April has been rough for the Dodgers, and Kenta Maeda’s poor start has hampered the team. Can he bounce back?
It is a mad world we are living in. The Cubs are last season’s champs. The Toronto Blue Jays have the worst record in baseball. The Miami Marlins are in second place in the NL East with a 10-9 record, and that record is just a half-game worse than the Cleveland Indians, who were last year’s runner-up in the World Series. Down is up, up is down!
No division is safe from weird April baseball. In the NL West, the Rockies (THE ROCKIES?!) are in first place and, as of Wednesday morning, the Diamondbacks have the second-highest run differential (+26) in the league. Where are the Dodgers? Well, they’re meandering in third place with a 10-12 record.
The Dodgers have only played 22 games, and there are 140 games left in the season, so there is still plenty of time for the mighty engine to roar back to life. However, as the season waves goodbye to April and enters May, Kenta Maeda presents a glaring issue the Boys in Blue will have to address if they want to be on solid ground come the summer months.
The Dodgers’ starting rotation is currently worth 1.1 WAR, according to FanGraphs. At the end of April last year, the Dodgers starters were collectively worth 3.2 WAR. Their peripherals also paint an ugly picture.
Currently, Los Angeles’ pitching staff is posting a 3.96 ERA and 4.27 FIP. cFIP, a statistic that allows fans to compare pitching against a league average and includes contextual information in its calculation, shows the Dodgers are pitching at the league average of 100 cFIP. What used to be the bulwark when the offense was not producing now seems to be showing some cracks.
Clayton Kershaw and Brandon McCarthy are holding their own with a 2.29 and 2.25 ERA, respectively. Hyun-jin Ryu is off to a slow start, but this is his first season back after missing nearly two full seasons due to shoulder and elbow injuries that required surgery.
The big question mark is Kenta Maeda. His 8.05 ERA is not just the worst among Los Angeles’ starters, it is one of the worst in the league. Stephen Wright, Josh Tomlin, and Kyle Gibson are the only other pitchers with higher ERAs with at least a minimum of 15 innings pitched.
Yes, Maeda has only pitched 19 innings so the small sample size caveat applies, but cFIP works well with smaller samples and provides better predictive power. It does a better job of crediting a pitcher for their work on the mound by using run expectancy instead of earned runs or runs allowed in its calculation.

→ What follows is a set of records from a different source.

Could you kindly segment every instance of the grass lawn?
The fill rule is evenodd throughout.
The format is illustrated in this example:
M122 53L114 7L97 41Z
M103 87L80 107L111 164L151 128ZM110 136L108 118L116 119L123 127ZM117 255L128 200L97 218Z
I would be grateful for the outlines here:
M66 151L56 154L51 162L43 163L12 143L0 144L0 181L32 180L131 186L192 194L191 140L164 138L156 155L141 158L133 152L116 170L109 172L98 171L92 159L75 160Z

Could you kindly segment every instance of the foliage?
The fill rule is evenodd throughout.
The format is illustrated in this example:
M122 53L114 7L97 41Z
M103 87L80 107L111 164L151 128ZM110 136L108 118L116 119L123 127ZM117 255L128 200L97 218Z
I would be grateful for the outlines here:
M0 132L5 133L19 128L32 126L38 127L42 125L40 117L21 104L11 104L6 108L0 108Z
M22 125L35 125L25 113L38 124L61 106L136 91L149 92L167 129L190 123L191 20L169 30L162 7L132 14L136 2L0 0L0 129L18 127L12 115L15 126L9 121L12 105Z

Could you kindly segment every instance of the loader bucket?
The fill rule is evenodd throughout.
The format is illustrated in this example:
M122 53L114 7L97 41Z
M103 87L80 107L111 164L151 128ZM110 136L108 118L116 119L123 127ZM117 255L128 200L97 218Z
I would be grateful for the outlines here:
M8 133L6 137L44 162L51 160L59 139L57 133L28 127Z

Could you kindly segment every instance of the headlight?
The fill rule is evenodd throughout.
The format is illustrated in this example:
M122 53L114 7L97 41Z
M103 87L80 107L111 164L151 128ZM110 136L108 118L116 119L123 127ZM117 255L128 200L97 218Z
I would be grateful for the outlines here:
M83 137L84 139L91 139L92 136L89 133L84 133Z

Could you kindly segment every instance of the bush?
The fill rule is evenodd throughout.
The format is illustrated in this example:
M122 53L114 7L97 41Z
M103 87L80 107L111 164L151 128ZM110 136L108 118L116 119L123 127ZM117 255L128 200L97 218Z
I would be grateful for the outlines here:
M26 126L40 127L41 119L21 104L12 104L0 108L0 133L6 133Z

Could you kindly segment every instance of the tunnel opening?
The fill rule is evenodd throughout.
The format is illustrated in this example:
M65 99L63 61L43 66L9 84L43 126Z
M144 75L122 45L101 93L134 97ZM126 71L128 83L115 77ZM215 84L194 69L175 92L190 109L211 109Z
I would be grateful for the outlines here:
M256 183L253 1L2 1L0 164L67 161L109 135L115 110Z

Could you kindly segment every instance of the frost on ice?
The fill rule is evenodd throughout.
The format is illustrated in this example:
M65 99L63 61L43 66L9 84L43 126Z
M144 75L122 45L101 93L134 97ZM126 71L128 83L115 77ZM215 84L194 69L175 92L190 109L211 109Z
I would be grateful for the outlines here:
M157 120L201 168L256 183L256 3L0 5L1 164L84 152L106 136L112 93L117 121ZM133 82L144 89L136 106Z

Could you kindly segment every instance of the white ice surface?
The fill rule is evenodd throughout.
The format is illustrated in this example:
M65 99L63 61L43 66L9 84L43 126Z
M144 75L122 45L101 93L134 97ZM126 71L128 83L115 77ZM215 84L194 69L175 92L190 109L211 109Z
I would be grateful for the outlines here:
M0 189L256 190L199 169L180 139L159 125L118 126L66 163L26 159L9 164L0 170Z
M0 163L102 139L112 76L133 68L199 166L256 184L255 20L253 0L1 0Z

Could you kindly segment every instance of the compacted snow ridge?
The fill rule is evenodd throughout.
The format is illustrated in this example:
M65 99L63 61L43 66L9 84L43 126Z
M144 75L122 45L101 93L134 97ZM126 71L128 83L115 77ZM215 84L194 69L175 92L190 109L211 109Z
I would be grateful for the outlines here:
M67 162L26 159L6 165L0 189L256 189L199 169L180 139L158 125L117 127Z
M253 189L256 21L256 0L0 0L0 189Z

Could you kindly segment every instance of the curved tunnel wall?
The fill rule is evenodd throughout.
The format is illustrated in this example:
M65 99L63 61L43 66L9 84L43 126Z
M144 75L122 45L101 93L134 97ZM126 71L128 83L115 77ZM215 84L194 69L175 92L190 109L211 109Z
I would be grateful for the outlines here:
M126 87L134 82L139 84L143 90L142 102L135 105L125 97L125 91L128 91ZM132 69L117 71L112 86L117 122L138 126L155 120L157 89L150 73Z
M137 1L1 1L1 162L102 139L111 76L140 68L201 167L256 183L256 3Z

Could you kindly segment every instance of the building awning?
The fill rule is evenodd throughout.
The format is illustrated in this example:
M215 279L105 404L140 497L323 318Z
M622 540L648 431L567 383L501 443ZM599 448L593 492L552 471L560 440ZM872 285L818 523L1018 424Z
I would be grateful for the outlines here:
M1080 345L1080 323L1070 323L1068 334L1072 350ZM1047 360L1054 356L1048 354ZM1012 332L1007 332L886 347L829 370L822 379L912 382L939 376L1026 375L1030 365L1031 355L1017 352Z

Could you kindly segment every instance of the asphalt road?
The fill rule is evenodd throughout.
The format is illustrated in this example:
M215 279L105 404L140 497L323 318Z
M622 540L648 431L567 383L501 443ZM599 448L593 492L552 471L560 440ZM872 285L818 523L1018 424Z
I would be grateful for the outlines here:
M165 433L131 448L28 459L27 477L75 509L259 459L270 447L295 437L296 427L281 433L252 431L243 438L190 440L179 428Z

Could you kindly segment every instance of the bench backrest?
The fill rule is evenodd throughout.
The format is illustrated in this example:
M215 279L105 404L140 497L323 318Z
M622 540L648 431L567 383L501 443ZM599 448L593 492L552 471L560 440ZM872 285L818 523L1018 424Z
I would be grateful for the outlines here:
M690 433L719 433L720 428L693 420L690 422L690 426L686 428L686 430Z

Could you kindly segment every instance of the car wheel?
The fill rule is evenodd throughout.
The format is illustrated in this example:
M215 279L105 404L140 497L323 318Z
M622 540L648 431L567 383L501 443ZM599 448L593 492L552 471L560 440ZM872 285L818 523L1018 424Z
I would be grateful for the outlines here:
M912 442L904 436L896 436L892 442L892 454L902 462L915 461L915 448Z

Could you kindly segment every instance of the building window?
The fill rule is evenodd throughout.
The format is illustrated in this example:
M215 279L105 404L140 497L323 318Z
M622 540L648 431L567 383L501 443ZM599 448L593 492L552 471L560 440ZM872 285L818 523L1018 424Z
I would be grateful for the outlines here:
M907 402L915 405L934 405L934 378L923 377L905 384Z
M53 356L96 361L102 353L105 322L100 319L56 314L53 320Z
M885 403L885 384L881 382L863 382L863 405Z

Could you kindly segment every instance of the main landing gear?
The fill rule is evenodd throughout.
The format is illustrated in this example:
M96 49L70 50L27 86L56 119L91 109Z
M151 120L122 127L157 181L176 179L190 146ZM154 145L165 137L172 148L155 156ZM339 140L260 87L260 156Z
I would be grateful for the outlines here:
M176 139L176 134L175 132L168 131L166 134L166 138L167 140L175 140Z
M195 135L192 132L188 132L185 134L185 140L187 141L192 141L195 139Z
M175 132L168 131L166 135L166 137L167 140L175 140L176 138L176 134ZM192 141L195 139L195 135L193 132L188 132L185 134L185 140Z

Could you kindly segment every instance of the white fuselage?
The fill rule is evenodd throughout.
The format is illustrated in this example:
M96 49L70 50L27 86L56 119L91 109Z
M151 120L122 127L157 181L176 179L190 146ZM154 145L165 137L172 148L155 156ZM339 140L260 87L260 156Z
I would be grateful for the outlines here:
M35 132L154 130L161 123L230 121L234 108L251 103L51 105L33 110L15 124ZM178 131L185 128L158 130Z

The benefit of this is that a more accurate account of runs is allocated to a pitcher should he not pitch the full duration of an inning. However, like ERA, it does not account for defense. It makes up for this shortcoming by including the effect of the individual batter, catcher, and umpire, the stadium, home-field advantage, umpire bias, and the handedness relationship between pitcher and batter present during each individual plate appearance in its calculation
Regarding Maeda, his 120 cFIP does not bode well for him or the Dodgers going forward. By comparison, Maeda posted a 95 cFIP last season, pegging him above average. Dodgers ace, Clayton Kershaw is currently posting a 90 cFIP.
Interestingly, velocity seems to be an issue but not in a way you may immediately think. He has increased his velocity on his pitches this season compared to 2016.
Chad Moriyama wrote about Maeda’s velocity at Dodgers Digest. Dodgers Manager Dave Roberts believes that the increase in velocity is resulting in poor pitch location, according to Moriyama. Maeda is leaving pitches, specifically his fastball, up in the zone — the part of the strike zone that says “HIT ME!”
The increase in velocity also seems to be affecting command of his breaking pitches as well. FanGraphs seems to confirm this. There is a decrease in pitch value with his fastball, slider, and changeup — Maeda’s three primary pitches.
To read the table, a positive value shows how many runs the pitch saved. A negative value shows how many runs the pitch gives up.
There is a loud section of the Dodgers fan base that would love to see Kenta Maeda removed from the rotation. Here’s what the rotation’s numbers would look like if that were the case.
While that may seem like a fix, it’s unreasonable to expect the Dodgers to remove him from the rotation, especially when his issues appear mechanical in nature.
The two graphs above compare the vertical and horizontal positions, respectively, of his pitches between 2016 and 2017.
The scatter chart shows that his release point remains relatively unchanged from 2016.
The vertical and horizontal positions of Maeda’s pitches have shifted; his pitches are ending up close to the center of the strike zone. Interestingly, his release point remains unchanged.
A change in release point alters where a pitch ends up in the zone. Oftentimes, this mechanical change can have negative effects for a pitcher. That appears to be the case for Kyle Hendricks. Mechanical adjustments will likely right his ship, and that will likely be the case for Maeda.
Though consistency in release point is normally seen as a good thing, in Maeda’s case, it could be his undoing in this nascent season. Tweaking his release point could make a difference in where his pitches end up in the zone and a difference Maeda ends up at the end of the season.